1 Oil giants fail to reach agreement on output cap
(BBC) A meeting of the world's leading oil exporters to discuss capping
production has ended without agreement. After hours of talks in Qatar, the
country's energy minister Mohammed bin Saleh al-Sada said that the oil
producers needed "more time".
Most members of the Opec producers' group, plus
other oil exporters including Russia, attended the talks. They wanted a deal
that would freeze output and help stem the plunge in crude prices over the past
18 months.
Oil prices tumbled in Asian trading as a result,
with the price of both US and London crude oil down more than 5%. Talks hit
difficulties earlier on Sunday as reports emerged of tensions between Iran and
Saudi Arabia. Iran did not attend the meeting. Saudi Arabia, the world's
largest oil exporter, appeared willing to only freeze output if all Opec
members agreed, including Iran.
But Iran maintained it would continue the increase
in oil production it has followed since economic sanctions were lifted earlier
this year. "As we're not going to sign anything, and as we're not part of
the decision to freeze output, we ultimately decided it was not necessary to
send a representative," the Iranian government said.
2 The bad smell hovering over global economy (Larry
Elliott in The Guardian) All is calm. All is still. Share prices are going up.
Oil prices are rising. China has stabilised. The eurozone is over the worst.
After a panicky start to 2016, investors have decided that things aren’t so bad
after all.
Put your ear to the ground though, and it is
possible to hear the blades whirring. Far away,
preparations are being made for
helicopter drops of money onto the global economy. But isn’t it true that
action by Beijing has boosted activity in China, helping to push oil prices
back above $40 a barrel? Has Mario Draghi not announced a fresh stimulus
package from the European Central Bank designed to remove the threat of
deflation? Are hundreds of thousands of jobs not being created in the US each
month?
In each case, the answer is yes. But don’t be
fooled. China’s growth is the result of a surge in investment and the strongest
credit growth in almost two years. In the case of oil, the fundamentals of the
market - supply continues to exceed demand - have not changed.
Then there’s the US. Here there are two problems.

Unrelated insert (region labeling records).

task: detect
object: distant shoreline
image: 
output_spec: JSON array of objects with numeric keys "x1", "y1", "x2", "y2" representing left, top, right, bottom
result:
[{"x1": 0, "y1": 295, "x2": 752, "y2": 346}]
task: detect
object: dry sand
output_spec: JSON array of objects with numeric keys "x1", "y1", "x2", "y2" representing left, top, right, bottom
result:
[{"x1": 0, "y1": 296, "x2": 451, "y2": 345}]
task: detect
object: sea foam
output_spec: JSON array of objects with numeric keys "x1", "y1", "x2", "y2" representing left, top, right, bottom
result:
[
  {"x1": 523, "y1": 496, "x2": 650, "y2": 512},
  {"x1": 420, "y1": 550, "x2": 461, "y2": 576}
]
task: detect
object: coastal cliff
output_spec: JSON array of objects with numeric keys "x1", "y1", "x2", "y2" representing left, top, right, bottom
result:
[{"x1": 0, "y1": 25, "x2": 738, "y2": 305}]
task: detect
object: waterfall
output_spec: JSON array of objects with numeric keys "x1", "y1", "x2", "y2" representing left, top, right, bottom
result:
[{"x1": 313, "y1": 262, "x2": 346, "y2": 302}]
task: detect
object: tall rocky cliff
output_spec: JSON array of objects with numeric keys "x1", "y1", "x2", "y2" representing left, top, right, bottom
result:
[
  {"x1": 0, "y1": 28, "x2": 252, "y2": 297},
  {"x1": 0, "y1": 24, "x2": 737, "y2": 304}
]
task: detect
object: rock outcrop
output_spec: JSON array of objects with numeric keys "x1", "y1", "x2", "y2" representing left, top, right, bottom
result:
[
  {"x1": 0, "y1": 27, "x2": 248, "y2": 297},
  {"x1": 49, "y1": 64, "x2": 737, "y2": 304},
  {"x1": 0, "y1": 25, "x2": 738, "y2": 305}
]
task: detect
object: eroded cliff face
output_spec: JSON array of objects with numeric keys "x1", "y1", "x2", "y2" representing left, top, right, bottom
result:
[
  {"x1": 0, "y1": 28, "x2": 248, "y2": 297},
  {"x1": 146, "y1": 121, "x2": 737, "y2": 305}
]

The overt weakness is that real incomes continue to be squeezed, despite the
fall in unemployment. The hidden problem has been highlighted by Andrew
Lapthorne of the French bank Société Générale. Companies have exploited the
Federal Reserve’s low interest-rate regime to load up on debt they don’t
actually need.
So that’s China and the US. How are the other two
members of the “big four” – the eurozone and Japan – faring? The answer is not
so well. Europe’s big problem is that the banking system is not fit for
purpose. In Japan, the financial markets have responded badly to the
announcement of negative interest rates earlier this year.

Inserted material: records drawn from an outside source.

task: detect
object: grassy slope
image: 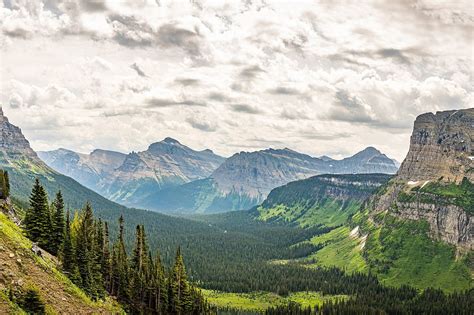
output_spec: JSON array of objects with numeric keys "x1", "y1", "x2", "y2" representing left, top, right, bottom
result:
[
  {"x1": 0, "y1": 212, "x2": 122, "y2": 314},
  {"x1": 203, "y1": 290, "x2": 347, "y2": 311},
  {"x1": 308, "y1": 226, "x2": 368, "y2": 272},
  {"x1": 355, "y1": 213, "x2": 473, "y2": 292}
]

It will take some time to get the helicopters into
the air. Central banks can muddle through for the rest of this year, beefing up
their QE programmes and driving interest rates deeper into negative territory.

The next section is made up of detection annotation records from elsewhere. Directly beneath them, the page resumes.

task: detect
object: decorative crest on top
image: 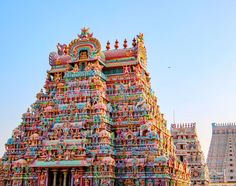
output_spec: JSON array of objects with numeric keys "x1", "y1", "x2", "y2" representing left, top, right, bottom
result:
[
  {"x1": 78, "y1": 27, "x2": 93, "y2": 39},
  {"x1": 137, "y1": 33, "x2": 144, "y2": 44}
]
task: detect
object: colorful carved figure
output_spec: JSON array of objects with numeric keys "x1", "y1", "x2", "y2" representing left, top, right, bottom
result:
[{"x1": 0, "y1": 28, "x2": 190, "y2": 186}]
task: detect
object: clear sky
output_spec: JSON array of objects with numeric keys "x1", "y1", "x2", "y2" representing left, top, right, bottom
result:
[{"x1": 0, "y1": 0, "x2": 236, "y2": 157}]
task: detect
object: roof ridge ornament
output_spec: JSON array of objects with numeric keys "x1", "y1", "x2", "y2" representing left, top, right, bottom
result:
[{"x1": 78, "y1": 27, "x2": 93, "y2": 39}]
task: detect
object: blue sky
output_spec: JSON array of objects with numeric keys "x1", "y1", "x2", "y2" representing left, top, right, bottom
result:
[{"x1": 0, "y1": 0, "x2": 236, "y2": 157}]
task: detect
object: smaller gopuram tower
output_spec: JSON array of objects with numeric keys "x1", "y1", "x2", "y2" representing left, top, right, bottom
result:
[
  {"x1": 207, "y1": 123, "x2": 236, "y2": 183},
  {"x1": 171, "y1": 123, "x2": 209, "y2": 186}
]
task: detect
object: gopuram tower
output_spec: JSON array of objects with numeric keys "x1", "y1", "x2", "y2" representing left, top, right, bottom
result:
[
  {"x1": 0, "y1": 28, "x2": 190, "y2": 186},
  {"x1": 171, "y1": 123, "x2": 210, "y2": 186},
  {"x1": 207, "y1": 123, "x2": 236, "y2": 186}
]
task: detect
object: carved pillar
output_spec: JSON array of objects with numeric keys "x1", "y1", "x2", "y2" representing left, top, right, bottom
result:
[{"x1": 63, "y1": 171, "x2": 67, "y2": 186}]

The underlying softness of the global economy, however, means that it is quite
easy to envisage a downturn in 2017, the 10th anniversary of the start of the
financial crisis.
In those circumstances, the unconventional would
quickly become conventional, as it did after the collapse of Lehman Brothers.
The only question would be which central bank would move first. So give it a
few months then listen hard. The choppers are coming.
3 Global warming may be worse than what experts
thought (San Francisco Chronicle) Most computer simulations of climate change
are underestimating by at least one degree how warm the world will get this
century, a new study suggests.
It all comes down to clouds and how much heat they
are trapping. According to the study in the journal Science, computer model
simulations say there is more ice and less liquid water in clouds than a decade
of satellite observations show.
The more water and less ice in clouds, the more heat
is trapped and less the light is reflected, said study co-author Trude
Storelvmo, a Yale atmospheric scientist. She said even though it tens of
degrees below freezing, the clouds still have lots of liquid water because they
don't have enough particles that helps the water turn to ice crystals.
Because as the climate changes, there will be more
clouds with far more liquid, and global warming will be higher than previously
thought, Storelvmo said.
How much warming is predicted for the next 80 or so
years depends a lot on if society cuts back on carbon dioxide emissions. In the
worst case scenario, with no carbon reduction, the United Nations'
Intergovernmental Panel on Climate Change sees temperatures rising by about 6.7
degrees by the end of the century and Storelvmo said the liquid cloud factor
would add another degree or more on top of that.
Uncertainties in mainstream climate science are more
"on the bad side" than on the side of less harm, said climate and
glacier scientist Richard Alley of Pennsylvania State University, who wasn't
part of the study. "Climate science thus is probably more open to
criticism of being too conservative than being too alarmist."